Franklin spun, “You fuck her yet?”

“Excuse me?”

“Sally,” Franklin said. “You fuck her yet?”

“Mithtur Fronklen,” the boy with an oaken grill clacked.

“Who the hell is that!?” Jefferson squawked.

“Ah, you haven’t met Washington’s translator, have you? Jefferson meet…uh…well his name’s not important.”

The boy sulked.

“Why does he have wood teeth? I thought that was all a Satanist conspiracy?”

“Who knew,” Franklin continued, ignoring Jefferson, “that the Braddock Expedition would bring about the greatest alliance in human history? That one young soldier who rode back to find the survivors would witness their landing – a fallen meteorite which brought the Reptilians to our solar system?”

“This is Washington’s translator? Why are his teeth gone?”

“Not gone,” Franklin wagged a finger at Jefferson then pointed to Washington’s brow. “Simply transplanted by Reptilian science. All the translators made certain…sacrifices to communicate with them.”

Washington flicked his tongue.

“We’ve got a whole operation going, Jefferson. Plans are in motion, and someday this shuckle-toothed ninny will be the King of America.”

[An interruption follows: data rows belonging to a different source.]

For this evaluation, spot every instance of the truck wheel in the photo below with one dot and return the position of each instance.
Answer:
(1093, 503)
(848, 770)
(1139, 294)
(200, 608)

“Wait, wait, did you say King of America?! I thought the entire point of the revolution was to have a land without–”

Franklin rolled his eyes, “Well yea, we won’t call him that but grow up; an executive is an executive.”

“Are those… real wood?”

“The upper jaw is pine, but I ran out of trees working on the prototypes so the lower is mostly oak.”

The boy spit out a globule of spit, blood, and splinters.

“But who knows, I gathered most of this set from my scrap heap.”

A chime rang from the factory. Franklin leapt to the window and leaned forward, pressing his face to the glass. He snapped his fingers, “Jefferson, get back to Sally and fuck her before I do it myself.”

Jefferson folded his arms. “I think I have bigger concerns than bedding my… wife’s… servant girl.”

Franklin did not look away from the window. He tapped on the glass and made a slicing motion across his throat with his finger. “Fuck her then bring your shit back here. We’ll work something out.”

Jefferson stood shocked. “Ben… do you, do you mean that? Truly and forever?”

Franklin began unlocking the latch to his factory door, “Just get your shit and bring it back. We’ll work something out.”

Jefferson stared as Franklin walked into his factory, his shouting muffled behind the door and glass as slaves panicked for a shield. Franklin grabbed the closest slave by the throat and began shaking vigorously.

Jefferson chuckled. Franklin was always a friend to depend on. A ruffian and a free spirit, yes, but also a man of liberty – a man whose friendship was precious, not only in the shade but in the sunshine of life.

Franklin throttled his slave then cracked the young lad’s skull against the window. Jefferson stepped to the ladder as the boy’s face slid down the glass as a smear.

“Jefferson, wait.”

Franklin opened the door. He wiped the blood off his hands with his face, then grabbed a candlestick off the table and handed it to Jefferson. Franklin winked, “It’s dark; you never know when you’ll need a light.”

Jefferson smiled. Thanks to the benevolent arrangement of things, he knew the greater part of his life would be sunshine.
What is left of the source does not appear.